¿Quién sabía que tenía tanta obra de arte? Ella Emhoff, de 26 años, decidió dejar que el mundo lo viera. Hijastra de la vicepresidenta Kamala Harris e hija de Doug Emhoff. Ella publicó una foto. Pequeño top triangular naranja. Pantalones azules para el ambiente de los New York Knicks. Una gorra Supreme naranja ocultaba su rostro del sol pero nada ocultaba su piel.
Está en todas partes. Ambos brazos. La cadera izquierda. Su esternón. Sólo tinta y bronceado.
En su historia de Instagram del 25 de mayo. Se está relajando en Los Ángeles con esa mentalidad de “Let’s Go Knicks”. Radical, sinceramente.
Por lo general, se muestra atrevida con la moda, pero rara vez está tan expuesta. Bien. Hasta ahora.
¿Ha perdido la cuenta de sus piezas? Probablemente.
En enero de 2021, le dijo a The New York Times que para entonces tenía “quizás alrededor de los 18 años”. Muchos los hizo ella misma durante la cuarentena de encierro. Presumiblemente, se autocalman con una aguja.

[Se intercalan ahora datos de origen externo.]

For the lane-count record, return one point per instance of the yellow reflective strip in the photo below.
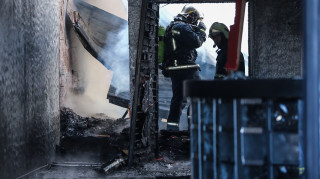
(173, 124)
(190, 11)
(174, 44)
(175, 32)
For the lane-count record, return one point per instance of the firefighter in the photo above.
(183, 36)
(219, 33)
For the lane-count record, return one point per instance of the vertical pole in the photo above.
(311, 76)
(215, 128)
(236, 140)
(199, 139)
(270, 139)
(137, 82)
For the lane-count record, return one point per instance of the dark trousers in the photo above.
(177, 101)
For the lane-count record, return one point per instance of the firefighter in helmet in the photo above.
(183, 36)
(219, 33)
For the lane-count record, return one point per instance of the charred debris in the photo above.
(102, 143)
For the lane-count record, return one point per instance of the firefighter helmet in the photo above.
(217, 28)
(191, 14)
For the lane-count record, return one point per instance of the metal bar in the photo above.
(76, 164)
(199, 139)
(311, 76)
(236, 140)
(270, 139)
(137, 82)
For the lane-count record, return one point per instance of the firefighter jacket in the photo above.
(182, 41)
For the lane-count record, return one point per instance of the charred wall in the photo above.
(29, 84)
(275, 42)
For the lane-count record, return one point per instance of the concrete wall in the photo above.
(29, 84)
(275, 39)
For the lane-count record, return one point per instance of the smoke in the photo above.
(90, 85)
(117, 57)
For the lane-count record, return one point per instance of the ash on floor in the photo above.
(89, 144)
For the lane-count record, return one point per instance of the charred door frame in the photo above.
(144, 77)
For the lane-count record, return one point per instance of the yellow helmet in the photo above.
(216, 28)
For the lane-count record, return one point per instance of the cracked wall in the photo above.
(29, 84)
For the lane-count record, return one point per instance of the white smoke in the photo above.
(117, 57)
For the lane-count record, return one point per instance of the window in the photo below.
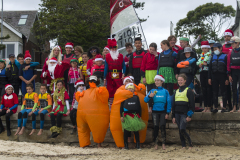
(10, 48)
(23, 20)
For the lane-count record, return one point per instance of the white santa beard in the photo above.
(51, 68)
(114, 54)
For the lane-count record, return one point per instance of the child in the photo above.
(60, 107)
(73, 76)
(130, 112)
(160, 110)
(45, 105)
(129, 49)
(183, 109)
(135, 60)
(203, 64)
(166, 66)
(187, 66)
(27, 76)
(83, 67)
(98, 69)
(79, 85)
(28, 109)
(8, 107)
(3, 77)
(149, 68)
(217, 76)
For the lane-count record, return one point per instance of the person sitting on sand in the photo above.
(29, 108)
(160, 110)
(130, 112)
(183, 109)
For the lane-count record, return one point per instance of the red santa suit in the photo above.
(58, 73)
(114, 68)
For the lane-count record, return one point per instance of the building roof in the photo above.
(12, 18)
(237, 18)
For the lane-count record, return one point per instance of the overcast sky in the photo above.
(160, 12)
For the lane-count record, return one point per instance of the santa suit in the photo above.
(58, 74)
(113, 73)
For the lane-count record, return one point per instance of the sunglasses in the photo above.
(93, 51)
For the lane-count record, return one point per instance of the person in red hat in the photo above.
(98, 69)
(8, 107)
(27, 76)
(74, 74)
(55, 72)
(203, 63)
(67, 58)
(79, 86)
(228, 34)
(57, 53)
(114, 69)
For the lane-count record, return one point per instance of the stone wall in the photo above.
(204, 129)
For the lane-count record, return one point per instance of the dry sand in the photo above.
(10, 150)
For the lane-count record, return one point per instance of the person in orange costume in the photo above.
(92, 113)
(115, 123)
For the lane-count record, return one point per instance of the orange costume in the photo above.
(115, 123)
(92, 114)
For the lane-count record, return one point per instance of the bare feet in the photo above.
(17, 131)
(33, 130)
(163, 146)
(22, 130)
(40, 132)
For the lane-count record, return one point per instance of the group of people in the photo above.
(96, 88)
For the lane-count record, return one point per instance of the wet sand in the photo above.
(10, 150)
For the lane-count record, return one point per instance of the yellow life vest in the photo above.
(181, 96)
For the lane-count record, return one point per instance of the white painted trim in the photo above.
(12, 29)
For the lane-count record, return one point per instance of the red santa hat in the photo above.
(59, 47)
(69, 44)
(78, 82)
(107, 48)
(8, 86)
(53, 59)
(112, 43)
(205, 44)
(27, 55)
(127, 78)
(159, 77)
(98, 58)
(228, 32)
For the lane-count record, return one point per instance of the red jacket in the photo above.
(9, 101)
(149, 62)
(229, 61)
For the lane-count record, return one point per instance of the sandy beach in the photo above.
(10, 150)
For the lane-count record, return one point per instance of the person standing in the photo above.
(135, 60)
(217, 76)
(233, 67)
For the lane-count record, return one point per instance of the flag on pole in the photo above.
(125, 24)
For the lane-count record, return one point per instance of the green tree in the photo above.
(206, 20)
(83, 22)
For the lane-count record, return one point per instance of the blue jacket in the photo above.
(160, 99)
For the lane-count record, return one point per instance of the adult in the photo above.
(92, 52)
(55, 72)
(57, 53)
(172, 41)
(78, 54)
(67, 58)
(114, 69)
(233, 67)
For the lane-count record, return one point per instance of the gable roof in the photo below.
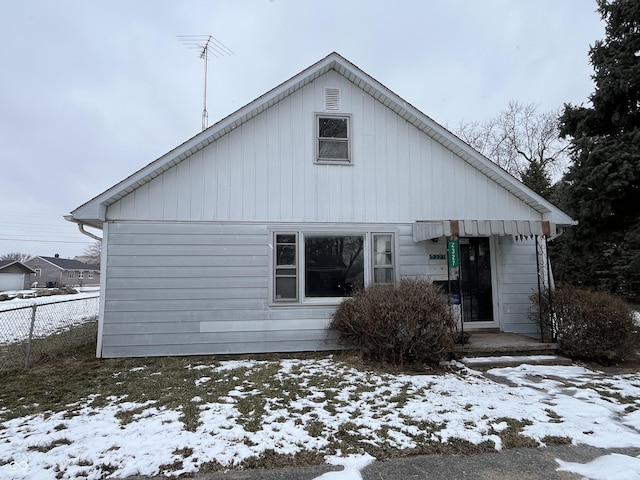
(93, 212)
(4, 264)
(67, 264)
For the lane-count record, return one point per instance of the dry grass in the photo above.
(68, 380)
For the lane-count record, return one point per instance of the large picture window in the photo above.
(333, 139)
(333, 265)
(311, 266)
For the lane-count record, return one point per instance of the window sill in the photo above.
(333, 162)
(316, 302)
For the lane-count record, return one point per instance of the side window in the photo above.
(383, 258)
(333, 139)
(286, 267)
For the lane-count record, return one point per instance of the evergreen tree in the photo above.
(602, 187)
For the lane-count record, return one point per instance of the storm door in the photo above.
(475, 266)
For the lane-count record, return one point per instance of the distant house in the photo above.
(247, 236)
(58, 272)
(14, 275)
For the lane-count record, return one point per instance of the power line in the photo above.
(43, 241)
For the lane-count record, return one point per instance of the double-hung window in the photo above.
(383, 262)
(314, 265)
(333, 133)
(286, 269)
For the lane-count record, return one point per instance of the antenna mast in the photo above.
(206, 46)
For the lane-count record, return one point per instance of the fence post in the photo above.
(33, 321)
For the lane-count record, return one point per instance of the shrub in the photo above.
(407, 322)
(589, 325)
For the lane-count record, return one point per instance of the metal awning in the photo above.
(427, 230)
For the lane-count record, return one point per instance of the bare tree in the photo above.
(16, 257)
(523, 141)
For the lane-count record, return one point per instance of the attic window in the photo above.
(332, 99)
(333, 133)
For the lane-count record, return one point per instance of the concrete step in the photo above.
(484, 363)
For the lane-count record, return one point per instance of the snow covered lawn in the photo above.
(174, 416)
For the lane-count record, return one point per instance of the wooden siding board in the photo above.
(210, 349)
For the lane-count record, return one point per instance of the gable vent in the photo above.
(332, 100)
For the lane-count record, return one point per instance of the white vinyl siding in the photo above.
(180, 288)
(517, 281)
(261, 172)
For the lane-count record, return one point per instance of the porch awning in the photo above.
(426, 230)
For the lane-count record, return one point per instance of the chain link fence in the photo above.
(31, 333)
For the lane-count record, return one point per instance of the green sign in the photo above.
(452, 254)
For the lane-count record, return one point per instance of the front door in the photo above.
(475, 269)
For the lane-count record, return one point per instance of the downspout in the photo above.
(81, 228)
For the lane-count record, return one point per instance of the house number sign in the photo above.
(452, 253)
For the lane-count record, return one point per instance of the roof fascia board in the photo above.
(95, 209)
(439, 133)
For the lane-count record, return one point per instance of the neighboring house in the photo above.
(58, 272)
(246, 237)
(14, 275)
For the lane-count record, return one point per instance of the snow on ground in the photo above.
(607, 467)
(54, 313)
(381, 410)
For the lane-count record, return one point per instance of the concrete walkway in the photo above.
(518, 463)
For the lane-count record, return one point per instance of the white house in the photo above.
(246, 237)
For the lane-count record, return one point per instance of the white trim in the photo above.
(349, 141)
(103, 285)
(303, 230)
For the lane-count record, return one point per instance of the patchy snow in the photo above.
(607, 467)
(382, 410)
(352, 465)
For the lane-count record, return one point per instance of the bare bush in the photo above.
(405, 323)
(589, 325)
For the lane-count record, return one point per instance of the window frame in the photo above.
(391, 252)
(295, 267)
(300, 273)
(349, 141)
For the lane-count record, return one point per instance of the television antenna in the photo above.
(206, 46)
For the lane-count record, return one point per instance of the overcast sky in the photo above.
(91, 91)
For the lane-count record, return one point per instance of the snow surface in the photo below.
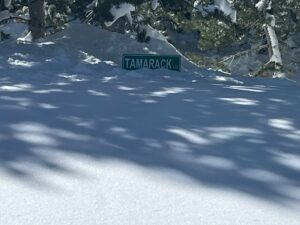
(119, 11)
(84, 142)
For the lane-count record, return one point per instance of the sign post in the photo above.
(149, 61)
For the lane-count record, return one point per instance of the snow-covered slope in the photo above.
(84, 142)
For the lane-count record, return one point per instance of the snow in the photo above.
(119, 11)
(224, 6)
(154, 4)
(84, 142)
(276, 56)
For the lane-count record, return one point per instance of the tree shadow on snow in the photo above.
(227, 135)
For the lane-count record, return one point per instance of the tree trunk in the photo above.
(37, 18)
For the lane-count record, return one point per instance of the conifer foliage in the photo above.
(209, 31)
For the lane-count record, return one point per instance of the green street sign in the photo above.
(149, 61)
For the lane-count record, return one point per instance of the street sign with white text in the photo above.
(149, 61)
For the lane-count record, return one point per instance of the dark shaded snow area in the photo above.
(175, 147)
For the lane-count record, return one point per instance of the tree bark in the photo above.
(37, 18)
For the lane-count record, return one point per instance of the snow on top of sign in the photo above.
(123, 9)
(154, 4)
(225, 7)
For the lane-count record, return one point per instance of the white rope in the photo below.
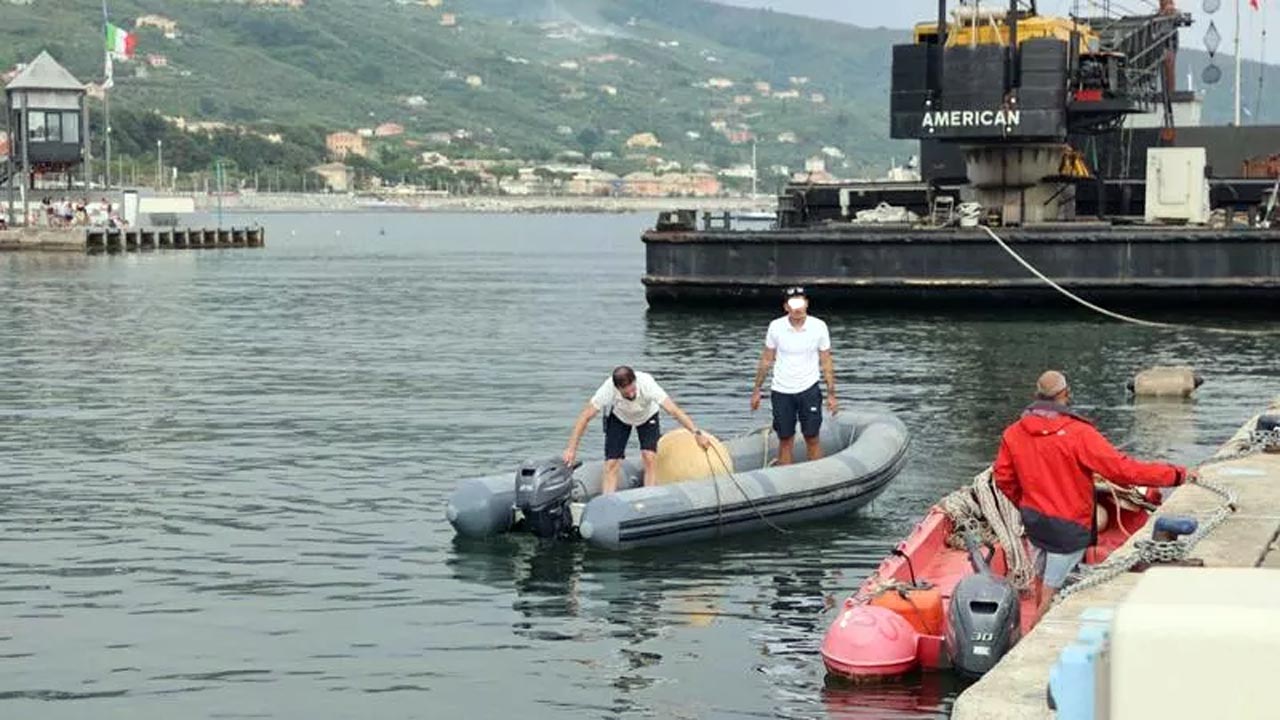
(1109, 313)
(983, 507)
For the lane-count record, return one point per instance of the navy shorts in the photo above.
(617, 433)
(804, 406)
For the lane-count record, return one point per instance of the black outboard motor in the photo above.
(984, 618)
(543, 493)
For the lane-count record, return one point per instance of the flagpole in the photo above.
(106, 96)
(1237, 63)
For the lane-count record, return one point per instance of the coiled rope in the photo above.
(983, 507)
(1110, 313)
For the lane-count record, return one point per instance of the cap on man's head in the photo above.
(624, 376)
(1050, 384)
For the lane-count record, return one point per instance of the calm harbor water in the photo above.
(223, 475)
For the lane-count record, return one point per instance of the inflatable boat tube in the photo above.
(862, 452)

Los diseños son extraños y maravillosos. Un conejo. Una vaca. Una maceta. Huevos y tocino sonriéndote. Pato Donald sosteniendo ramos. Una manzana. Sólo cosas al azar.
“Ni siquiera tengo palabras para describir… ve a arreglarte la espalda”
Ese fue su agradecimiento en septiembre de 2025 a la tatuadora Ruby Quilter por un cisne lateral. Detallado. Hermoso. Pensó el afortunado Emhoff.
¿Parece cohesivo? A quién le importa.
Ella se muestra como ella misma. Sin disculpas. Cubierto de historia, literalmente. El sol la golpeó fuerte en esa foto. El naranja combinaba con la vibra.
No siempre usa partes de arriba de bikini tan pequeñas. Este apenas está ahí.
La gente lo notará. Siempre lo hacen.